I’ll try to reproduce the problem in a small example code.

Thanks for the help…
gamFit.h (488 Bytes)
gamFit.C (2.42 KB)

You should check if your fit gaus fit of a TF1 fails. In that case you can get crazy parameter values which then will give you problems in your chi2 minimization.

Lorenzo

I did check the fits by turning off the quiet option and they are fitting very well. What they produce doesn’t matter now anyway since I’m not using their output for the chi2 minimization right now. Just running them crashes the minimization.
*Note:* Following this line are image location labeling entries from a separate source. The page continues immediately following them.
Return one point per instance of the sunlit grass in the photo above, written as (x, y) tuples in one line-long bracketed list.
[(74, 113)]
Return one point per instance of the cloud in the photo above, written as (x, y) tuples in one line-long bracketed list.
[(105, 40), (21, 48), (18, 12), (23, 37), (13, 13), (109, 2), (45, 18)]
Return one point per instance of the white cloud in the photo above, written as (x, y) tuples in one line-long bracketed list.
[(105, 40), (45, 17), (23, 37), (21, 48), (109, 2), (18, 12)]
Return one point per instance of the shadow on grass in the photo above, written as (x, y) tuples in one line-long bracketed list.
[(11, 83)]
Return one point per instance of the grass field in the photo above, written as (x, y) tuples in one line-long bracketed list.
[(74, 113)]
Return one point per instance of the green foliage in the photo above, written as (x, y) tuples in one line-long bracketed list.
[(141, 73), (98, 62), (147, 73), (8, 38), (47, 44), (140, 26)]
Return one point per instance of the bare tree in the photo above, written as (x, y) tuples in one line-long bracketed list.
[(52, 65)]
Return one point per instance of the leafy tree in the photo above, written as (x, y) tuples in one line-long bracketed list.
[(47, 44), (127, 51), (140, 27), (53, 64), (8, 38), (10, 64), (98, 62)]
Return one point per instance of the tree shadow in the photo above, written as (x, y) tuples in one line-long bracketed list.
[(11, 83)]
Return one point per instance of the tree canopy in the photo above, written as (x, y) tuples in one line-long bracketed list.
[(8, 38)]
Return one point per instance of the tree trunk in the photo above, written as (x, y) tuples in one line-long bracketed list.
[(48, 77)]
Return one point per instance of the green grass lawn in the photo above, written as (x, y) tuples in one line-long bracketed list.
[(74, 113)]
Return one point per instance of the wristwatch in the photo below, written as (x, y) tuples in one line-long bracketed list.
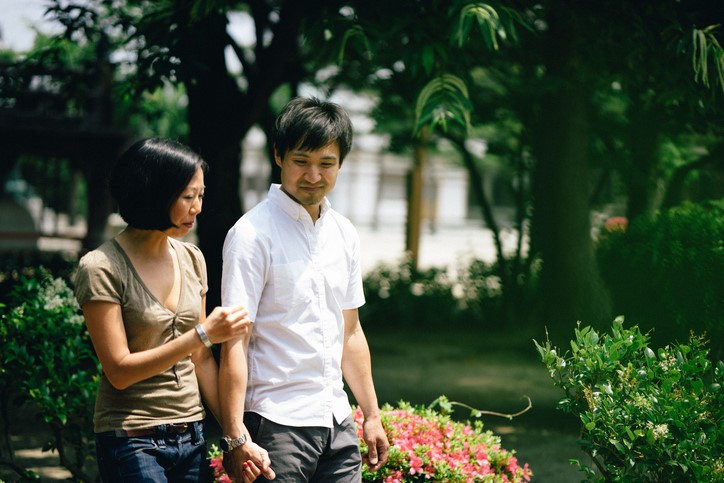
[(228, 444)]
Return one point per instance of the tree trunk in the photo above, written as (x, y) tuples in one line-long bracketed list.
[(570, 289), (216, 130)]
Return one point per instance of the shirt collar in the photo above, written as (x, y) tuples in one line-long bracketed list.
[(291, 207)]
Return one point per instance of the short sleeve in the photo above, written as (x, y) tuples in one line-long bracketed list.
[(97, 279)]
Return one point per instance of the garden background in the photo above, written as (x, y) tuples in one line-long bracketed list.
[(589, 138)]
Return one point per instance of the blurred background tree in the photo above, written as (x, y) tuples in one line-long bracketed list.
[(613, 107)]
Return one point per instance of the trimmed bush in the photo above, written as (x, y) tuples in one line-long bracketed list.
[(666, 271)]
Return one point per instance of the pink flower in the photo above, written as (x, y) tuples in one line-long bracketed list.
[(428, 444)]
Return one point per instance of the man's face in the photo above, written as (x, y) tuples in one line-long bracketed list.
[(308, 176)]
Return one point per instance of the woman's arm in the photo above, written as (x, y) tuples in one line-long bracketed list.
[(124, 368), (207, 372)]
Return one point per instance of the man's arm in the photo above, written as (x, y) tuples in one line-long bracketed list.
[(357, 371), (248, 459)]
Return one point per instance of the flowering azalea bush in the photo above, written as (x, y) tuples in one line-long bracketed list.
[(427, 445)]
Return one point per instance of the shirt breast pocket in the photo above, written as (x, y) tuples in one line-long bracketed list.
[(291, 285)]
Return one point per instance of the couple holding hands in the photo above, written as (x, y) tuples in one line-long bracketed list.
[(288, 326)]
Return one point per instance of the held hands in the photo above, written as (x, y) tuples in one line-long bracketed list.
[(377, 443), (225, 323), (247, 462)]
I tried to see if it would work better with a simpler fitting routine coded inline. So I used

ff = new TF1("ff","pol0(0)+gaus(1)");
for the definition and then in the fcn used by TMinuit I run

sega_e_calDop[ii][nuc]->Fit("ff","Q","",lineE[nuc][line]-80,lineE[nuc][line]+80);
This fit runs, but running this fit similarly corrupts the larger minimization.

I tried to create a smaller simpler code that crashes in the same way, but for my smaller code, it has no problem performing a fit inside the minimization function (I’ve attached this program below).

I have now discovered that if I rerun the minimization a second time, after it fails once in the same root session, then the minimization will not be corrupted by the fitting inside the objective function.

So for now I’ll just run it twice.

I also found a related topic in the forums:
http://root.cern.ch/phpBB2/viewtopic.php?t=4043&highlight=pol1+gaus
I noticed that you also responded to that post Lorenzo, do you think it would make any difference in my case if I were to use

TFitter * minuit = new TFitter(6);

instead of

TMinuit *gMinuit = new TMinuit(28);

Is there any difference between the two?

Thanks,
Matt
test.root (6.71 KB)
exFitInFit.C (2.46 KB)

Using the class TFitter or TMinuit, should be the same. TFitter is just a wrapper class for TMinuit.
IA difference would be if you use the class TVirtualFitter. This uses a global instance which is also used in TH1::Fit and there you could have a conflict between the inner and outer fit.
I would suggest you run all your code in compiled mode and fix first any compilation problem.